Tying Arrays (Programming Perl)

14.2. Tying Arrays

A class implementing a tied array must define at least the methods TIEARRAY, FETCH, and STORE. There are many optional methods: the ubiquitous DESTROY method, of course, but also the STORESIZE and FETCHSIZE methods used to provide $#array and scalar(@array) access. In addition, CLEAR is triggered when Perl needs to empty the array, and EXTEND when Perl would have pre-extended allocation in a real array.

You may also define the POP, PUSH, SHIFT, UNSHIFT, SPLICE, DELETE, and EXISTS methods if you want the corresponding Perl functions to work on the tied array. The Tie::Array class can serve as a base class to implement the first five of those functions in terms of FETCH and STORE. (Tie::Array's default implementation of DELETE and EXISTS simply calls croak.) As long as you define FETCH and STORE, it doesn't matter what kind of data structure your object contains.

On the other hand, the Tie::StdArray class (defined in the standard Tie::Array module) provides a base class with default methods that assume the object contains a regular array. Here's a simple array-tying class that makes use of this. Because it uses Tie::StdArray as its base class, it only needs to define the methods that should be treated in a nonstandard way.

#!/usr/bin/perl
package ClockArray;
use Tie::Array;
our @ISA = 'Tie::StdArray';
sub FETCH {
    my($self,$place) = @_;
    $self->[ $place % 12 ];
}
sub STORE {
    my($self,$place,$value) = @_;
    $self->[ $place % 12 ] = $value;
}

package main;
tie my @array, 'ClockArray';
@array = ( "a" ... "z" );
print "@array\n";

When run, the program prints out "y z o p q r s t u v w x". This class provides an array with only a dozen slots, like hours of a clock, numbered 0 through 11. If you ask for the 15th array index, you really get the 3rd one. Think of it as a travel aid for people who haven't learned how to read 24-hour clocks.

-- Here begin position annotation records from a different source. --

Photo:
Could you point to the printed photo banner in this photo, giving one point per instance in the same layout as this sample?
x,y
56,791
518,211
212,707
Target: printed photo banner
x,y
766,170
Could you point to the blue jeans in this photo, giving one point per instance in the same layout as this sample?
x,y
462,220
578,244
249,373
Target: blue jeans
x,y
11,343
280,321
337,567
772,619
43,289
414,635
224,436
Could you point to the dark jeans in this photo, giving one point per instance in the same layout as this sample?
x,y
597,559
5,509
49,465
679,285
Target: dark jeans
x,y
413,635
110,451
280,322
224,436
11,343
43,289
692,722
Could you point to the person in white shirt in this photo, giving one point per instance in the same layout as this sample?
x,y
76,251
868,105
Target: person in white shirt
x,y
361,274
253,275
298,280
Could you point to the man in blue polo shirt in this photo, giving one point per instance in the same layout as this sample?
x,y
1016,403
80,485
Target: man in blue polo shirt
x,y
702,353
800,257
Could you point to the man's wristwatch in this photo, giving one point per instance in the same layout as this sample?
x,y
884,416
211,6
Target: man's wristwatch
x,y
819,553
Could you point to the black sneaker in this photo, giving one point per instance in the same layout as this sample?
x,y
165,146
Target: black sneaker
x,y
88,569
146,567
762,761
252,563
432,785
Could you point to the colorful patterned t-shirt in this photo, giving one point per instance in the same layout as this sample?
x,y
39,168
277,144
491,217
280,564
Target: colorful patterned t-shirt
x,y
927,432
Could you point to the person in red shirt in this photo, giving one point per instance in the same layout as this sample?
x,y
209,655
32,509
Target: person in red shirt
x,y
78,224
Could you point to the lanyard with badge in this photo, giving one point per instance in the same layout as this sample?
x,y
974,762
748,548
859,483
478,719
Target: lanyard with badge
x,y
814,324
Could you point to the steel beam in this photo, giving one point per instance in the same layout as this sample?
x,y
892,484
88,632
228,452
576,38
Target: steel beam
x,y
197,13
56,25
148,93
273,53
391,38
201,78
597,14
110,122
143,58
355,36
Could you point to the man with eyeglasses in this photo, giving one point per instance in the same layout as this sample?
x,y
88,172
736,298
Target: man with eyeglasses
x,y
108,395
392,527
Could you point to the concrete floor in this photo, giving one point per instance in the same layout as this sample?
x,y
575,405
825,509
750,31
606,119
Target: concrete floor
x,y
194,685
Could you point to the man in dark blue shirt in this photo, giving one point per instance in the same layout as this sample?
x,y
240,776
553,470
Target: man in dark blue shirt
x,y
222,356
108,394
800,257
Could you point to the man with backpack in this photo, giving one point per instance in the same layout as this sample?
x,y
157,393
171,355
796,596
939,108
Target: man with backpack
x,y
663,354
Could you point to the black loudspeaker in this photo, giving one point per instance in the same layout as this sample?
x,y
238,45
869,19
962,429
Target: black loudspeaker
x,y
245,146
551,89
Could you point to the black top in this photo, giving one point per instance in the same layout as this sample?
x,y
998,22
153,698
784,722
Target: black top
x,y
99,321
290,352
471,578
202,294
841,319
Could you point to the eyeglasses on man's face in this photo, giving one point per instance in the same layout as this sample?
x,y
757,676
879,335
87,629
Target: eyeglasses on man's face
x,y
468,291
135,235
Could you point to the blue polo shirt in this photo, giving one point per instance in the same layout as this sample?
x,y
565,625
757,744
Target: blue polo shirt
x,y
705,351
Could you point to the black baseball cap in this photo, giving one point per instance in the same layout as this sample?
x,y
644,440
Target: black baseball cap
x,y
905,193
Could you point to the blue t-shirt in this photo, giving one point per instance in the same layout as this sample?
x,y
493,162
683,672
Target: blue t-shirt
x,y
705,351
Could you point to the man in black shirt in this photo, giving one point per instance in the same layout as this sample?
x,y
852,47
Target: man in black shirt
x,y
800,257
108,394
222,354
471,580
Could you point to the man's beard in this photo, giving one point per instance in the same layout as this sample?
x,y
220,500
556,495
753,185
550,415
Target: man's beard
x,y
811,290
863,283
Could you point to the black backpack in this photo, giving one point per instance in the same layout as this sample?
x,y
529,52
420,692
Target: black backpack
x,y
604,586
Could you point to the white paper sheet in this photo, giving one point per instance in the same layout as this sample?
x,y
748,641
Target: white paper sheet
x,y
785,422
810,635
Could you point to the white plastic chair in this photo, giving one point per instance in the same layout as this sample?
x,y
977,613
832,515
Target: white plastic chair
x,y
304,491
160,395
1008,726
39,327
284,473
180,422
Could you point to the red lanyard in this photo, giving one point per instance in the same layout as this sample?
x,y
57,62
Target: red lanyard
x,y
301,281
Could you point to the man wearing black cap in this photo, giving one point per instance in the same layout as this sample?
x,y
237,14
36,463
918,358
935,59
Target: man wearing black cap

14.2.1. Array-Tying Methods

That's the simple way. Now for some nitty-gritty details. To demonstrate, we'll implement an array whose bounds are fixed at its creation. If you try to access anything beyond those bounds, an exception is raised. For example:

use BoundedArray;
tie @array, "BoundedArray", 2;

$array[0] = "fine";
$array[1] = "good";
$array[2] = "great";
$array[3] = "whoa";   # Prohibited; displays an error message.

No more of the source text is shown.